The pair kept Australia – trailing 2-0 after Friday – in the tie with victory in the doubles, before they both won singles clashes on Sunday to cap a memorable come-from-behind triumph.
Hewitt, who should have his feet up in retirement, has exacted every last ounce of energy out of himself to improve his game.
The 34-year-old, on an extended farewell tour of the ATP circuit, wasn’t slated to play singles in Darwin.
But with Tomic off getting arrested in Miami after being axed by Tennis Australia, Kyrgios unable to control his on-court emotions – and letting it drastically affect his tennis – and Thanasi Kokkinakis perhaps overawed, Wally Masur turned to a man he knew he could rely on.
Hewitt’s victory in the fifth and deciding rubber of the tie against Aleksandr Nedovyesov wasn’t guaranteed.
But his effort, commitment and never-say-die attitude was.
Representing your nation, in whatever pursuit it is, is a privilege and an honour. Not a right.
Hewitt is well aware of that but you get the sense Tomic and Kyrgios haven’t quite grasped that notion.
Tomic initially threatened to boycott the tie before saying he would play out of respect for Hewitt.
But he did as much as he could – without refusing to play again – to make it impossible for Masur to select him with a tirade at Tennis Australia following his Wimbledon exit in which he aimed fire at chief Craig Tiley and director of performance Pat Rafter and certainly did not miss.
So instead of a trip to Darwin, Tomic headed for Miami.
Kyrgios, himself embroiled in incident after incident at Wimbledon, cried “I don’t want to be here” during his defeat to Nedovyesov on Friday.
Here’s a young man, who while gifted with ability, let himself down at SW19 with repeated displays of petulance. Surely he’d be keen to make up some ground with the Australian public?
But no, Kyrgios – who himself tweeted criticism of Rafter in the build-up to the tie – seemingly wished he was elsewhere. Like Miami.
Dropping Kyrgios on Sunday and replacing him with Groth was a Masur masterstroke.
Out went the troubled tyro and in came a 27-year-old in the best form of his life and surely pinching himself at his progress.

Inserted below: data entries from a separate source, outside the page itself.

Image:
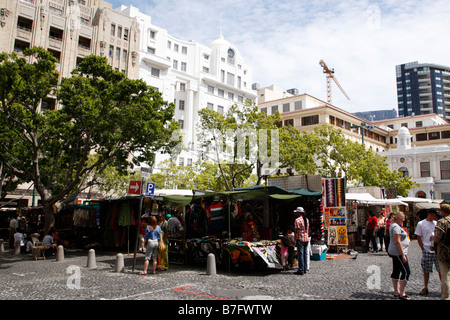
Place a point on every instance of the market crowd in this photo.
(433, 237)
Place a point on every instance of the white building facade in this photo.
(428, 165)
(192, 76)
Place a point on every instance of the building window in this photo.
(289, 122)
(421, 137)
(445, 134)
(155, 72)
(274, 109)
(230, 79)
(404, 171)
(445, 169)
(425, 170)
(311, 120)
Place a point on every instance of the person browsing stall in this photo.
(152, 235)
(398, 250)
(301, 227)
(424, 232)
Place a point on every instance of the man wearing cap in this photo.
(442, 246)
(301, 227)
(424, 231)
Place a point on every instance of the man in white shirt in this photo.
(424, 231)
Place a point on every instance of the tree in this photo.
(238, 141)
(123, 121)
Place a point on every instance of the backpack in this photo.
(22, 226)
(445, 245)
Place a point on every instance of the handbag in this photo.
(161, 245)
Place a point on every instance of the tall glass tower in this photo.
(423, 89)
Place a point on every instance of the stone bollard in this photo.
(91, 259)
(120, 265)
(17, 247)
(60, 253)
(211, 265)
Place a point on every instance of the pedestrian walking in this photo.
(371, 232)
(424, 232)
(163, 252)
(152, 235)
(442, 246)
(398, 250)
(301, 227)
(381, 230)
(387, 237)
(291, 249)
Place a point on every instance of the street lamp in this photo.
(362, 126)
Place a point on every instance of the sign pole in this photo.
(138, 225)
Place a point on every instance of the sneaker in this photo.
(423, 292)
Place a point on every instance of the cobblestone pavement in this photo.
(22, 278)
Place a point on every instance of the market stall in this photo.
(214, 222)
(358, 206)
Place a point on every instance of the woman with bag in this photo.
(152, 235)
(163, 253)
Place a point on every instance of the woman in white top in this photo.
(398, 250)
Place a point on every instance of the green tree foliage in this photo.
(102, 112)
(239, 142)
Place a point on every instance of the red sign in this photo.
(134, 187)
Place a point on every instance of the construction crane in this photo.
(330, 75)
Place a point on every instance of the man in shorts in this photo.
(424, 231)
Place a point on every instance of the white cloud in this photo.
(284, 40)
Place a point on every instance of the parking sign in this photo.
(150, 189)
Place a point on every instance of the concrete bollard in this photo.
(211, 265)
(120, 265)
(60, 253)
(17, 247)
(91, 259)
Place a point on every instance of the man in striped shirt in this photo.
(301, 226)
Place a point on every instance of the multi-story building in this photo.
(192, 76)
(423, 88)
(417, 146)
(71, 30)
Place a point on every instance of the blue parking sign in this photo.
(150, 189)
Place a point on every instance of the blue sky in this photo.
(284, 40)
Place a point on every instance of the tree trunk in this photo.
(49, 218)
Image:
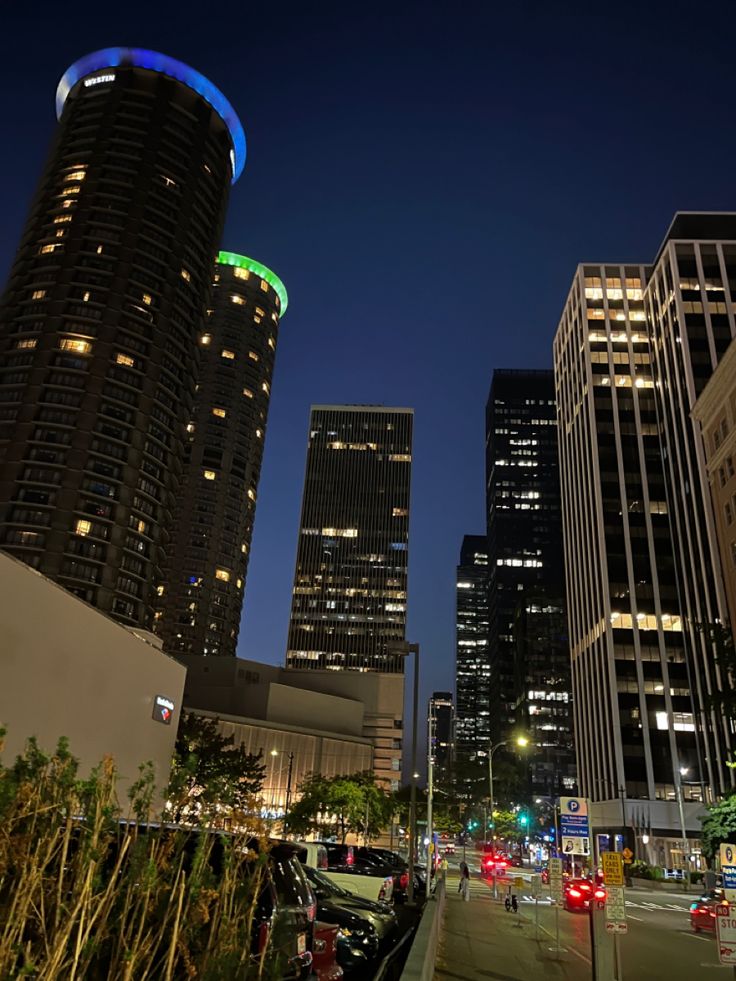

Just four years ago, Groth was playing Australian Rules socially after quitting tennis. When he returned to the sport, he was ranked 575th in the world – a long way away from a Davis Cup quarter-final.
Now at 68th in the rankings, Groth has enjoyed an excellent year, reaching the third round at the Australian Open and Wimbledon.
He even took a set off Roger Federer on Centre Court at the All-England Club.
That should have been making headlines – instead the circus surrounding Kyrgios and Tomic did.
Groth played superbly on Sunday, serving well in a four-set win over top-ranked Kazakh Mikhail Kukushkin that set it all up for Hewitt to play hero.
Just as important as his win was the fact he wanted to be there.
Post-match comments left us in doubt at what winning meant to Groth.
“We’ve still got one more [win] to go, but this is probably the most amazing thing I’ve ever had in tennis. It’s unbelievable,” he said.
It should be said that Hewitt and Groth are older, and wiser, than Tomic and Kyrgios. But you know that it means everything for them to represent their country.
With Tomic and Kyrgios, even though they say it, you get the feeling they are only doing so because they are supposed to.
If it was down to pure talent, then Tomic and Kyrgios would be the preferred pairing in all of Australia’s Davis Cup matches.
They surely must realise now that it is about plenty more than that. The reminders have been countless.
If social media and talkback radio is anything to go by, the general public are running out of patience with them. Being young and naïve won’t wash forever.
It hasn’t been a great month for Australian tennis, which has dealt with scandal after scandal.
But progression to the semi-finals of the Davis Cup – for the first time since 2006 no less – is a genuinely good story.
If the penny drops with Tomic and Kyrgios, it will be an even better one.